Trump will mit Zöllen angebliche Handelsungleichgewichte korrigieren und mehr Produktion in die USA verlagern. Zugleich sollen die Zolleinnahmen dazu dienen, sein teures Wahlversprechen großer Steuersenkungen zumindest teilweise gegenzufinanzieren.
„Frontalangriff der USA auf Welthandel“
Nicht nur für die Exportnation Deutschland sind die Zölle ein schwerer Schlag, der Außenhandelsverband BGA spricht von einem „Frontalangriff auf den Welthandel“. Der deutsche Botschafter in Großbritannien, Miguel Berger, sagte dem Sender Sky News: „Es handelt sich um den größten Angriff auf den Welthandel, den wir seit dem Ende des Zweiten Weltkriegs erlebt haben.“
Die Unternehmen sind ohnehin in einer schwierigen Lage. Im vergangenen Jahr sanken die Warenexporte der deutschen Wirtschaft um ein Prozent, in diesem Jahr wird ein noch deutlich stärkerer Rückgang erwartet. Im Januar stand ein Minus von 2,5 Prozent zum Vormonat Dezember. Das Statistische Bundesamt legt heute Zahlen für Februar vor.

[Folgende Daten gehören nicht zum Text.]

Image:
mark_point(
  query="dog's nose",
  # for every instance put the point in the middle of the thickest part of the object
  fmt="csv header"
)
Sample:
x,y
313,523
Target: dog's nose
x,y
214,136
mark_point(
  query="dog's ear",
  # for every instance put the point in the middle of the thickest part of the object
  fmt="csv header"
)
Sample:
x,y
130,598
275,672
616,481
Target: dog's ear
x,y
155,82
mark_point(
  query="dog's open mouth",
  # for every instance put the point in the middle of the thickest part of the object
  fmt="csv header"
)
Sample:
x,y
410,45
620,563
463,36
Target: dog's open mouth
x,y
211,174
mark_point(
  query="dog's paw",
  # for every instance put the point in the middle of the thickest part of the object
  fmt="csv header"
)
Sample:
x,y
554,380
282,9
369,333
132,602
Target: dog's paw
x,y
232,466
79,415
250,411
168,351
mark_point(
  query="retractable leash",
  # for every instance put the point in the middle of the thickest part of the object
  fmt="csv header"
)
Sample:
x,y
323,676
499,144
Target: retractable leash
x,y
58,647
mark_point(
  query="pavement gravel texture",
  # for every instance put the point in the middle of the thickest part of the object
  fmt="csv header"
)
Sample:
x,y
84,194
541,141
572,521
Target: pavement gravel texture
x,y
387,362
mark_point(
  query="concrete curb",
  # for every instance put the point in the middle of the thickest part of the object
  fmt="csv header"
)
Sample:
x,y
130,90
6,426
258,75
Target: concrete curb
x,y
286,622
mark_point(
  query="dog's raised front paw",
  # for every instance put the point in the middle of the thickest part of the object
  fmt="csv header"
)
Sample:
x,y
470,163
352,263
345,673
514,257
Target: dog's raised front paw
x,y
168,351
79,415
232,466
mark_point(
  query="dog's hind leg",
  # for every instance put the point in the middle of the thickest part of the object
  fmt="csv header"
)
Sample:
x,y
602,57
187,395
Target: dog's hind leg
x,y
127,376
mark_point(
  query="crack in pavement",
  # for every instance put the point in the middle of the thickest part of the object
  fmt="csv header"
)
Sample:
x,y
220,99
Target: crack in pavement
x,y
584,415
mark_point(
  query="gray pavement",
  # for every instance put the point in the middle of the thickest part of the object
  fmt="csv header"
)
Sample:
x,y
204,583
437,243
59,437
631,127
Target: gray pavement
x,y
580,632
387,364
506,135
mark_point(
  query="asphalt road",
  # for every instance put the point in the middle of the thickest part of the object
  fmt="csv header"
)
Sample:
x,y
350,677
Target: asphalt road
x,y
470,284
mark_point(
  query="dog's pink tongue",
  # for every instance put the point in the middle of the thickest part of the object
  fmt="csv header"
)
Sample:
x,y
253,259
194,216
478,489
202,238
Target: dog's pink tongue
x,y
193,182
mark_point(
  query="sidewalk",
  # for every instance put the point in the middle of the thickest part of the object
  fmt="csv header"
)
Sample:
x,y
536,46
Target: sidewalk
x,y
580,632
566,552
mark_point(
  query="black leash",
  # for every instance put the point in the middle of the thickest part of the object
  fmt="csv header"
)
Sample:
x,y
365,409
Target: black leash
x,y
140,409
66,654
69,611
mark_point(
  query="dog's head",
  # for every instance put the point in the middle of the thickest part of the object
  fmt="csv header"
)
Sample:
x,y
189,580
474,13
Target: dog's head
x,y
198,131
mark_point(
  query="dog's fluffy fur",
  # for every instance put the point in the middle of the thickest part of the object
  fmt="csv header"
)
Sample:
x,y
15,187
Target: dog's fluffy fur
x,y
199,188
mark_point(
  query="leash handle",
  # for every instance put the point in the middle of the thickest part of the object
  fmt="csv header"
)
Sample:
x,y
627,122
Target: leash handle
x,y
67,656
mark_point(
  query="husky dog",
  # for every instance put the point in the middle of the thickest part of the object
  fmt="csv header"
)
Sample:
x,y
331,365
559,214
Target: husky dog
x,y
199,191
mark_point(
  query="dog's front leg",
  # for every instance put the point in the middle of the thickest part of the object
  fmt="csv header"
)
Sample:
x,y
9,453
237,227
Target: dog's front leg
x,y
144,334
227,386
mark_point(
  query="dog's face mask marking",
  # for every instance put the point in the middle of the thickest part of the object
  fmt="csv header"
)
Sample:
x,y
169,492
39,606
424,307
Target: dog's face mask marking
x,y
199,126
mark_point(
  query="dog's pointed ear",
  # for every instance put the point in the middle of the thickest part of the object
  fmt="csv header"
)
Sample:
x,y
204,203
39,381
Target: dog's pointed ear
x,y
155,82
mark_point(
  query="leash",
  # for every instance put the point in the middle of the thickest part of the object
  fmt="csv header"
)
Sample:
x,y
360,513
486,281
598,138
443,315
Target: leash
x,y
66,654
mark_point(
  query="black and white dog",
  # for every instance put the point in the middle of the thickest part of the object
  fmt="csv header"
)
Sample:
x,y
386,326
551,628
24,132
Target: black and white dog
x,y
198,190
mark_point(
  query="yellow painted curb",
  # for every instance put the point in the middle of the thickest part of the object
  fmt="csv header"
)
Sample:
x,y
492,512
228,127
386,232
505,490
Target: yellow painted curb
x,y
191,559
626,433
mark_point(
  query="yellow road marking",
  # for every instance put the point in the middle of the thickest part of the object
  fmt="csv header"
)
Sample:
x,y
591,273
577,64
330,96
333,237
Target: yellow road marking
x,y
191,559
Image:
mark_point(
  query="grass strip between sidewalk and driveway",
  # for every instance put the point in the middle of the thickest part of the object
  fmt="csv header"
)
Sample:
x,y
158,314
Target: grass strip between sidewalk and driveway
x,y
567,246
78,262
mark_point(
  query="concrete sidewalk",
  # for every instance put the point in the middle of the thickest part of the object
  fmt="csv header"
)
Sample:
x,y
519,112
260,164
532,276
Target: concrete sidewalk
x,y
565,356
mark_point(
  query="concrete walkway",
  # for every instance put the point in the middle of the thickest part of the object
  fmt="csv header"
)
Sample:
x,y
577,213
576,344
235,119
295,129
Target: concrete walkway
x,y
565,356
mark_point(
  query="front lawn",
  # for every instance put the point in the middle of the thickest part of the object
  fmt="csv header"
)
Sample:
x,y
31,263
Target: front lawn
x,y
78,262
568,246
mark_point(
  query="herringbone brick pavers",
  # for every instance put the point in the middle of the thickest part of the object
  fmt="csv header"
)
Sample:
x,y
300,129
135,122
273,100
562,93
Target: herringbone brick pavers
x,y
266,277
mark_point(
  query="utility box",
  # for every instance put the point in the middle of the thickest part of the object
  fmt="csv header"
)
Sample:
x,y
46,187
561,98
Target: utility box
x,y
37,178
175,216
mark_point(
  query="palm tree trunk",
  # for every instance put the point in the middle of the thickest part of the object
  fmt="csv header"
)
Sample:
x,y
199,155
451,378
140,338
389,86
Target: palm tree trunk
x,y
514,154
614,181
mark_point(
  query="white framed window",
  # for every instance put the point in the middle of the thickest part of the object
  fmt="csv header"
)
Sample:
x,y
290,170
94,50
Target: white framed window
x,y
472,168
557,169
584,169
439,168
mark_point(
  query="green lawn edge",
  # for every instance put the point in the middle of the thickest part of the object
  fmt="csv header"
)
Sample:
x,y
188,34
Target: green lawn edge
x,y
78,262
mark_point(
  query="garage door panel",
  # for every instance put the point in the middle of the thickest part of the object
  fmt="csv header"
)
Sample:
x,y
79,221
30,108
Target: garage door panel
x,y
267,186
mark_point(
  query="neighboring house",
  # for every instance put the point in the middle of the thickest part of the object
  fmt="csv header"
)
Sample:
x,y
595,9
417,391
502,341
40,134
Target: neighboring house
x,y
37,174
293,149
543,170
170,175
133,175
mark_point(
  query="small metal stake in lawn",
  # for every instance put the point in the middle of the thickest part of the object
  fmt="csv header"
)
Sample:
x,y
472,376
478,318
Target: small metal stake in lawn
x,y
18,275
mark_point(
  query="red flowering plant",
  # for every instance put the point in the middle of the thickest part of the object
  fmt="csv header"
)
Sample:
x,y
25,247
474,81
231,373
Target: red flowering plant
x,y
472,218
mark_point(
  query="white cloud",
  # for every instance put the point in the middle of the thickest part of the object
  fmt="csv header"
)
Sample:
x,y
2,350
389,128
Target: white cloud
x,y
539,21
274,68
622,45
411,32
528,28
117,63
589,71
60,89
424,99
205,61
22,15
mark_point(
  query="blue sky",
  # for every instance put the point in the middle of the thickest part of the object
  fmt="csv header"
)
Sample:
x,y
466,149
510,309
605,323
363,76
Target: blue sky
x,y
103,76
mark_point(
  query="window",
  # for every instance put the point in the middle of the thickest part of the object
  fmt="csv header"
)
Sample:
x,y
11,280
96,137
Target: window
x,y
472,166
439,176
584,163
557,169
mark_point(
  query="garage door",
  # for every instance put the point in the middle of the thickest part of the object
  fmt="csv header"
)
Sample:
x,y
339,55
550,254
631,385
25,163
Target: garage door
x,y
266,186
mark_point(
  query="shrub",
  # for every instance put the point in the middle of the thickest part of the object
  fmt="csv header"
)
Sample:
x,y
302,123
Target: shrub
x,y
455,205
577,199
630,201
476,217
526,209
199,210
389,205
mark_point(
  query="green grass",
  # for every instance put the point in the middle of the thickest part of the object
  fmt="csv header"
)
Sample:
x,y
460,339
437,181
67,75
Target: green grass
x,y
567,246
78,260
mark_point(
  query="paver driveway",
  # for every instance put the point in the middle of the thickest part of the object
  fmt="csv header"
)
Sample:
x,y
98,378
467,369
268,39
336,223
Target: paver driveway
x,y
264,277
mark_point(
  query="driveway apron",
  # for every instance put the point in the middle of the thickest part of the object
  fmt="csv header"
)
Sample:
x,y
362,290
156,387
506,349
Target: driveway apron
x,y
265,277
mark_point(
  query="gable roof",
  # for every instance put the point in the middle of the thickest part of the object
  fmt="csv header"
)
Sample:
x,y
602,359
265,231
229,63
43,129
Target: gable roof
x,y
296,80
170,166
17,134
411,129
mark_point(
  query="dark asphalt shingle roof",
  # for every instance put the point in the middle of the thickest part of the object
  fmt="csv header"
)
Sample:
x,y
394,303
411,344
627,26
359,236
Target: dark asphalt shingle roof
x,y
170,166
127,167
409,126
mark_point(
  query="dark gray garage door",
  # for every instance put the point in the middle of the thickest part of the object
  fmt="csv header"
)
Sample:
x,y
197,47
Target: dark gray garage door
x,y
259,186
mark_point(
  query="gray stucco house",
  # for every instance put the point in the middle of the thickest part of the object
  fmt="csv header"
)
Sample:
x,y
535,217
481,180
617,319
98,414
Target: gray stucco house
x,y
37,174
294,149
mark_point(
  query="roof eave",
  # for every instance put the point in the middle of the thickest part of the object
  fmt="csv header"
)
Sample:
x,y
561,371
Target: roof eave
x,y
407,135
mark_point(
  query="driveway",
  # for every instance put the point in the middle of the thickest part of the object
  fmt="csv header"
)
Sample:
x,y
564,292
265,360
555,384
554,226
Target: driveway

„Die anderen sollen aus Angst kuschen“
Vor dem EU-Ministertreffen fordert der geschäftsführende Wirtschaftsminister Robert Habeck ein Signal der Stärke. „Politik der Angst können wir nur mit Stärke begegnen“, sagte Habeck dem „Stern“. „Die US-Regierung will ihre Dominanz nutzen, um Zugeständnisse zu erzwingen und sich Vorteile zu verschaffen.“ Trumps Taktik sei, möglichst stark einzuschüchtern, „damit die anderen aus Angst kuschen“, sagte der Grünen-Politiker. Er deutete an, dass auch Maßnahmen gegen US-Digitalkonzerne ergriffen werden könnten.
EU hat auch China im Blick
Neben den Problemen mit der US-Regierung sollen bei dem Treffen auch die Handelsbeziehungen der EU zu China eine Rolle spielen. Handelskommissar Maros Sefcovic wird über seine jüngsten Gespräche in Peking berichten. Die EU versucht China seit Jahren dazu zu bewegen, unfaire Handels- und Subventionspraktiken einzustellen – bislang allerdings ohne große Erfolge. Der Wert der Importe aus China in die Europäische Union überstieg den Wert der Exporte in das Land im vergangenen Jahr um 304,5 Milliarden Euro.